A previously low-key weed, winter grass (Poa annua) is challenging the herbicide resistance crown held by annual ryegrass, with glyphosate-resistant populations being confirmed in Victoria.
Perhaps considered as being more like Clark Kent than Superman, herbicide resistance testing has shown otherwise with at least 20 populations of winter grass exhibiting resistance to simazine (group C), propyzamide (group D), group B and group Z herbicides. Another population is resistant to the five herbicide modes of action B, C, D, M and Z.
“While winter grass might look like a soft plant, it has shown it is a force to be reckoned with,” says Dr Peter Boutsalis, from Plant Science Consulting and the University of Adelaide.
“The levels and extent of resistance have surprised me, and while all the resistant populations have developed on golf courses, it is a warning that any weed can develop resistance,” says Dr Boutsalis who reports to the Australian Glyphosate Sustainability Working Group (AGSWG).
“This discovery serves as a timely reminder that any previously insignificant weed can become a huge problem with changes to management or environment.
“Grain growers should remember that present day problem weeds fleabane and sowthistle were not on the radar 20 years ago.”
In the United States, winter grass from golf courses and sports turf has become resistant to groups B, C, D and M herbicides, while in Britain there is at least one population resistant to paraquat (L) from a vineyard.
Winter grass is a genetically diverse winter annual species that also has perennial populations. A native of Europe, it has now spread around the world, predominantly in temperate countries, but is also found infesting the sub Antarctic Islands of Macquarie and Heard.
It is predominantly a primary colonising weed of disturbed areas and is highly adaptable to heavy grazing and close mowing.

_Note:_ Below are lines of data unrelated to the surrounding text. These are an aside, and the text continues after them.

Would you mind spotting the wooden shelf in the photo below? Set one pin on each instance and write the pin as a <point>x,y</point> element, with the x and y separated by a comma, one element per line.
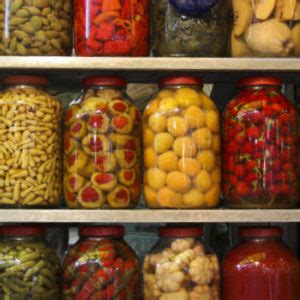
<point>147,216</point>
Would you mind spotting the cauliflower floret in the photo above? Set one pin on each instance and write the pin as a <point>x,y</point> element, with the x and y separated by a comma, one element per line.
<point>201,292</point>
<point>183,259</point>
<point>201,270</point>
<point>182,294</point>
<point>169,277</point>
<point>181,245</point>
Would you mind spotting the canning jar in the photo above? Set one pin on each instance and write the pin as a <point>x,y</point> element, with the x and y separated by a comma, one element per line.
<point>101,266</point>
<point>190,28</point>
<point>259,146</point>
<point>260,267</point>
<point>30,150</point>
<point>102,147</point>
<point>111,27</point>
<point>181,146</point>
<point>265,28</point>
<point>30,269</point>
<point>35,27</point>
<point>181,266</point>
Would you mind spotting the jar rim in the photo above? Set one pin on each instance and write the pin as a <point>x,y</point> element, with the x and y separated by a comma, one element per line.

“These herbicide resistant populations are very concerning,” says Jyri Kaapro, Research Manager with Bayer Crop Science, who specialises in golf and sports turf management.
“Many golf courses have now lost most of their post-emergent herbicides for controlling winter grass and now rely on pre-emergent herbicides. It is causing some turf managers to consider using winter grass as a turf species,” Mr Kaapro says.
Winter grass, also known as annual bluegrass in North America, maintains a Jekyll and Hyde relationship with the managers of golf courses. While some managers try to control winter grass, others have decided they will live with it and make the most of its useful characteristics. A number of golf courses in Australia and New Zealand have replaced Bent grass greens with winter grass.
In the United States, several universities have golf green winter grass breeding programs for trying to select more perennial lines that have reasonable seed production. Golf greens are intensively managed and this places enormous selection pressure on the plant species present. Winter grass can set seed under intense mowing regimes and the intensive use of a range of herbicide modes of action has led to this selection of resistant populations.
While more perennial lines tend to develop in cooler climates, there are populations in Adelaide that are becoming perennial and heat-tolerant. A problem with more perennial lines is they produce fewer seeds than annual lines.